It is good to be back in Hana, the setting of my novel Hana-lani. It is summer here, the temperatures slightly higher than winter, the humidity weighing softly against my skin. The hotel greeted us with juice and cold cloths and soon we were riding in a cart, bouncing along the winding path through grassy gardens toward the sea. I climbed the stairs of our cottage, entered, crossed to the back veranda fenced with wire and green posts, a nod to the ranch hands’ cottages in the past. Once this hotel had been part of Hana Ranch. Today it is called Hotel Travaasa, owned and given new life by an investment group from Denver.

From the veranda I looked out over the swathe of freshly mowed grass to palms and foliage bordering the shore, and beyond to the crashing sea.

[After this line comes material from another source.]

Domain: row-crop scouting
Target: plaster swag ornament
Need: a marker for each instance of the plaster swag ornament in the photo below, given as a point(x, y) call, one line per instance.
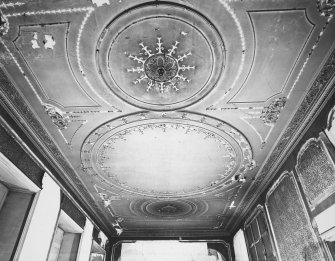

The sound of the sea rushing and pounding reflected my heartbeat, as though the sea and I shared the same pulse. The rise and fall of the waves, their gentle rearing to reveal their opalescent underbellies, their bubbling white froth donned like like a lacy lei, their final fall onto the shore, their orchestral movement of sight and sound, mirrored my own ebb and flow, my own movement of body and soul, my own life blood.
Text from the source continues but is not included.